For years, I had been a DreamHost customer. I had their standard shared reseller hosting account that costs peanuts. Every few weeks my sites would crash hard when they had any remote amount of significant traffic. Eventually it got to the point where I was losing out on ad-revenue because of DreamHost’s inability to keep their servers in good shape. I decided that I’d had it with DreamHost’s constant down-time issues and started researching hosting companies.
Picking out a web-host is probably one of the most difficult tasks that a web-developer has, mostly because it’s difficult to determine what level of customer service they will provide after you are a customer. Eventually I settled upon Arvixe, because the reviews that I read online were much more positive than what other companies had. Most companies have pretty mixed reviews; even Arvixe has a few bad reviews floating online.
The best way to scope out a host ahead of time is to type “CompanyName Sucks” on Google. You can also read reviews and see if the host bothered to respond and offer to help customers that had bad experiences. You definitely want a high ratio of good reviews to bad reviews, but you’re still taking a bit of a guess as to whether or not the host will be any good.
I’ve been using Arvixe to power my two high traffic sites, AmericanConsumerNews.com and AmericanBankingNews.com for about 5 months now. The two sites together easily get 150,000 unique visitors per month and Arvixe’s servers handle the load just fine, even on the cheap shared hosting plan that they offer.
I’ve ran into two situations where’s I’ve needed customer support from Arvixe. The first time, AmericanBankingNews.com had 19,000 unique visitors in a day. The WordPress-based site had a couple of plug-ins that were misbehaving and sucked up the entirety of the server’s CPU. As a result, Arvixe shut the site down, sent me an email and told me why they did what they did and what plug-ins I needed to remove to prevent the problem. After taking the action that they suggested, they were more than happy to re-enable the site and the problem disappeared.
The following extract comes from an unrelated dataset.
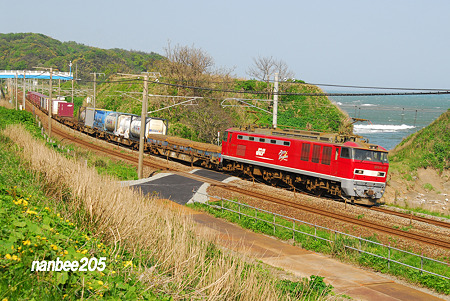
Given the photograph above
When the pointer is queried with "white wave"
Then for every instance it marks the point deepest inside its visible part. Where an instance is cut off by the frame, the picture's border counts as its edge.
(380, 128)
The second time I dealt with Arvixe’s customer service team was last week when the server that powers my ASP.NET websites went down. Apparently there was a hardware malfunction and the server had to be taken off-line. Arvixe had full-backup and replaced the server within a few hours. The company also had to take the server down early on a Sunday morning to do a file system check. As the file system check took place, Arvixe provided hour by hour updates to let me know when my sites would be back up. The company even provided a 2-month credit because of the down-time that really wasn’t their fault to begin with.
I’ve been really impressed with Arvixe’s customer support so far, so, keep up the good work guys!